Posted December 5, 2012 at 8:15 am | Permalink

Outside of the realm of statisticians, I found that understanding of “Bayes” falls into one of about three categories: Machine Learning classification enthusiasts (who generally have lots and lots of data, or simple models replicated everywhere), Fuzzy Logic folks arising from the debate between Dempster and Pearl on how to represent knowledge in true artificial “brains” where there is less of an idea of replication and “the next X”, and “For-profit risk analysts” who offer “BAYES!” as the solution for everything in business seminars, sometimes at the expense of setting up very simple classical alternative straw-man arguments and not always understanding the implications of subjective probability. The idea of long-run frequency properties of Bayesian methods is basically a “check your models” argument, right? And Jay showed me a short paper he’d written that shows that the only “calibration curve” that is truly Bayesian (for calibrating *priors*) is the identity curve. But that is maybe a different kind of calibration: the kind where you “calibrate” yourself by comparing your uncertainty measurements on a ton of completely unrelated facts against the answers and see if your percentages line up. That seems like what Andrew was saying would be “conditioning on theta”. I attended a workshop once where we did this. It seemed to me to be contrary to the notion that any subjective prior is valid. Conditioning on data would seem to me to be more of a case of sequential learning than that kind of calibration? Or some kind of confirmatory model fit or some such.

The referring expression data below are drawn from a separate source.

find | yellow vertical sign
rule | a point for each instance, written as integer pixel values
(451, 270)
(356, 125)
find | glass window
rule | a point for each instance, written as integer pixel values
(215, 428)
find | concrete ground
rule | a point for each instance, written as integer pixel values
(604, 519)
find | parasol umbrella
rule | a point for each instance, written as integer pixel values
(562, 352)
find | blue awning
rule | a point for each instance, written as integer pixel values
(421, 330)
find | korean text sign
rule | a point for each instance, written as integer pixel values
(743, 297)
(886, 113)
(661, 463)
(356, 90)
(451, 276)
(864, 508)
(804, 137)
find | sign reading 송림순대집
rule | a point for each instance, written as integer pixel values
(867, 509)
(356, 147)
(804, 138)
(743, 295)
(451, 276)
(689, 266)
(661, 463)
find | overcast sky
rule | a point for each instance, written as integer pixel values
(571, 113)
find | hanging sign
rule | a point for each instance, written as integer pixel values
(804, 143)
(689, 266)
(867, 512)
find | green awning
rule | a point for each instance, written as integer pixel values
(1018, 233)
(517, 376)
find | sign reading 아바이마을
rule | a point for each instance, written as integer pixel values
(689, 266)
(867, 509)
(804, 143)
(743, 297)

There was a flurry of interest a few months ago in “BBN”s where I work so I gave a talk on them and tried to show people that they were actually a rather restrictive sub-class of the general hierarchical model that can be represented by a DAG. Not sure how much that helped. For the folks who are like, “BBNs will solve my problem!” I tried to get across that it was like me as a software engineer saying “C++ will solve my problem!”
- hereismyhandle
  
  Posted April 8, 2013 at 1:57 pm | Permalink
  
  “I attended a workshop once where we did this.”
  
  Can you say which?
Entsophy

Posted December 5, 2012 at 8:21 am | Permalink

Let r_i =1 if it rained on the ith day and r_i=0 if it didn’t rain on the ith day. There is absolutely nothing preventing a Bayesian considering P(r_1,….,r_n). A Bayesian will often find relationships between the marginal distributions P(r_i) and the frequency of rain f=\sum_i r_i/n which will be reminiscent of Frequentist calibration.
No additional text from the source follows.